After succesful previous appearances her many had come to see Nadine Khouri. She’s had to leave her band at home, accompanied tonight only by second guitarist Ruben Byrne. This meant limited opportunities for Nadine to strap on and lay into her telecaster, to the disappointment of many. Nevertheless her slower, sultry semi-blues grooves went down well too. She has an expressive voice which sometimes makes her impassioned lyrics less accessible live but blends with her overall sound to great effect as music.
It was L.A.W.M.’s 3rd birthday (and Nadine’s slightly more than 3rd) so all of Richard’s hard work was commemorated in the best way possible, chocolate cake.

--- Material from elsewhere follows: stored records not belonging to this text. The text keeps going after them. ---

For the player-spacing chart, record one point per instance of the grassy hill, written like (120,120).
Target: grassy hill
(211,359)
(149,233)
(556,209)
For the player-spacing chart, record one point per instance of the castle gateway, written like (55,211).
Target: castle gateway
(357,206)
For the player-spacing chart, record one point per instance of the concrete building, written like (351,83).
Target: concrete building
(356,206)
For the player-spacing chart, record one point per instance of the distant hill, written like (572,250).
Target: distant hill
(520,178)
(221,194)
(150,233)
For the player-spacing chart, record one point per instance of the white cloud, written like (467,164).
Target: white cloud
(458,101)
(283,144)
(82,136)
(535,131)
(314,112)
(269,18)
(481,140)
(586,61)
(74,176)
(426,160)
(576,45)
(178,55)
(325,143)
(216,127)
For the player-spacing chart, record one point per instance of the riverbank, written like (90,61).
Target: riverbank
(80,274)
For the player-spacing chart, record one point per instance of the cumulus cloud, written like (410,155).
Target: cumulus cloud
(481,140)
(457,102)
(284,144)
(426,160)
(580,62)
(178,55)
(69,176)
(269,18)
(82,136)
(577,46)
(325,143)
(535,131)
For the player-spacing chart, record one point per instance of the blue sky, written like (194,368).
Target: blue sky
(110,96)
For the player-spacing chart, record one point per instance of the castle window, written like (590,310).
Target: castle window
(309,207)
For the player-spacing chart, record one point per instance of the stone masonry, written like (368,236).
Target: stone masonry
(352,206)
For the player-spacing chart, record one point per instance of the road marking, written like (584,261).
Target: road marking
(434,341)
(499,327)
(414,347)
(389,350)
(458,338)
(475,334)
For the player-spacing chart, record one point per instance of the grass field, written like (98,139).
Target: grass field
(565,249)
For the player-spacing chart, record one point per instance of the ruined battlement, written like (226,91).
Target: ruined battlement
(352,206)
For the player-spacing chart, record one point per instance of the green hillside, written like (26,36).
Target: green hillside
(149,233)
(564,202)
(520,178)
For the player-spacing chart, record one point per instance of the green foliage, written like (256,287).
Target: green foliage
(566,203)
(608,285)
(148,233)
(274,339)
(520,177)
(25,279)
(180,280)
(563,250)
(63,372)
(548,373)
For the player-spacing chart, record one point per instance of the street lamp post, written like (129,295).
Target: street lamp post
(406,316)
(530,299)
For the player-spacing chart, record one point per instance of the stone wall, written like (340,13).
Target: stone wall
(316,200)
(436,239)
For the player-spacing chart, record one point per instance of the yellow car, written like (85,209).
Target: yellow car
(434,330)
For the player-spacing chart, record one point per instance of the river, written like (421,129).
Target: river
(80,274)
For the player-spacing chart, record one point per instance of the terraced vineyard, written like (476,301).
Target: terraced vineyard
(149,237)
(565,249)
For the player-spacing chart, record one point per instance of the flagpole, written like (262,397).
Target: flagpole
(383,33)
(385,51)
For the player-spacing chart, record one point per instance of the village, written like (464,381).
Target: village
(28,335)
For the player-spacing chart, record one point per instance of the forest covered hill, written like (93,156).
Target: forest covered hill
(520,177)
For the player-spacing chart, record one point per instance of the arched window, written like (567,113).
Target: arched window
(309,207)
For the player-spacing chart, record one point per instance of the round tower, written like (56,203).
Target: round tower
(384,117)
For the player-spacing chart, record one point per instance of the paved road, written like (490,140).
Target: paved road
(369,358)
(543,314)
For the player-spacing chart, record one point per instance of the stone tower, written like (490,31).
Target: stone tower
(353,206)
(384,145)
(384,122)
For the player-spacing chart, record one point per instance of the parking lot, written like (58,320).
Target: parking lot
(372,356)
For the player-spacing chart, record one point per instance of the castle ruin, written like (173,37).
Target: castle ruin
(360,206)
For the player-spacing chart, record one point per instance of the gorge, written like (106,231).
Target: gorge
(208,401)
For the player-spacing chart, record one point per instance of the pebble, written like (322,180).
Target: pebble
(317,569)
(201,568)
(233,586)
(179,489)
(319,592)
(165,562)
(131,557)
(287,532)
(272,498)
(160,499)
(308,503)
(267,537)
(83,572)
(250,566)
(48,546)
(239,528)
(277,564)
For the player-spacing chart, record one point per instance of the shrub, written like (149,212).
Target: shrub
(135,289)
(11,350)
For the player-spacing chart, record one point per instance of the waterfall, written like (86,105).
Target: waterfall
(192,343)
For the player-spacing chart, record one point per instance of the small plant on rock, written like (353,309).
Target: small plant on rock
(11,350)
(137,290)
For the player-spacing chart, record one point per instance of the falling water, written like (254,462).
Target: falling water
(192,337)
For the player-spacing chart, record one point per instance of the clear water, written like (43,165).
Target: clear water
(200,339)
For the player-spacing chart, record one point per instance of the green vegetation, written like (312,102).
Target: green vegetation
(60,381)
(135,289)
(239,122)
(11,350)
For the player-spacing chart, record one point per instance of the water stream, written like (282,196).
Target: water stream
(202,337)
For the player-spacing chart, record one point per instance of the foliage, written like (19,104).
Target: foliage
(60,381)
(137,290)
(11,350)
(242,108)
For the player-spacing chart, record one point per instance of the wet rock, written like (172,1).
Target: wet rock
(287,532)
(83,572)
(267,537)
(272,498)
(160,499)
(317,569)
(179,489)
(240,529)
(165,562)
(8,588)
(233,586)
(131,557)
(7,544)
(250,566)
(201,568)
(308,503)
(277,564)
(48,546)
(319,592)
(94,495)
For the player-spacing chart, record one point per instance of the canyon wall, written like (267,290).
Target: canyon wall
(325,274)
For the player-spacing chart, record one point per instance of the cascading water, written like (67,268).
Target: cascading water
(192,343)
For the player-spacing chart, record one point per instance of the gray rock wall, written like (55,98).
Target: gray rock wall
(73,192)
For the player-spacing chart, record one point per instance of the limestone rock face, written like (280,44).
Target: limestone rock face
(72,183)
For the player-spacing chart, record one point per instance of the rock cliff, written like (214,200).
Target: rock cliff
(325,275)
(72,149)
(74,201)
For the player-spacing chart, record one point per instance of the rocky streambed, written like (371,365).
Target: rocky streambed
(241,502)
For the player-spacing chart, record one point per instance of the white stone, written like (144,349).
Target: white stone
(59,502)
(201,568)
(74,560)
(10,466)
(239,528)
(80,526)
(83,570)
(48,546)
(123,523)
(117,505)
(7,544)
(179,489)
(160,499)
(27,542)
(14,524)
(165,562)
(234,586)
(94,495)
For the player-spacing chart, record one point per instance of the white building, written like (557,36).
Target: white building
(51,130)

I remembered Starless and Bible Black as being folkier and quieter than tonight. Their Pentangular intricacies giving way to a more Opal-escent rock sound with layered guitars, shimmery psychedelic keyboards and heavier grooves. The one constant is their ace card, the sweet voice of the gorgeous Helene. Wether singing in English or her native French, or just teasing the audience between songs she holds us in her hands. I swear I heard her say ‘Merci! Mercy buckets!’ after one bout of rapturous applause. Truly this band may be bible black but with Helene and guitarist Peter they are far from starless. If there is any justice shows like this one ought to lead to Starless reaching similar levels of acclaim as the likes of Howling Bells. The rockier boogie closer swings hard and an encore is demanded and acceded to.
Later Helene tells me they have two new albums recorded, one due in September. Hopefully Starless And Bible Black will be back in Lancaster soon.
So, just like Nick Hornby’s narrator I was impressed despite initial doubts. Unlike his character I didn’t sleep with any of the bands tonight.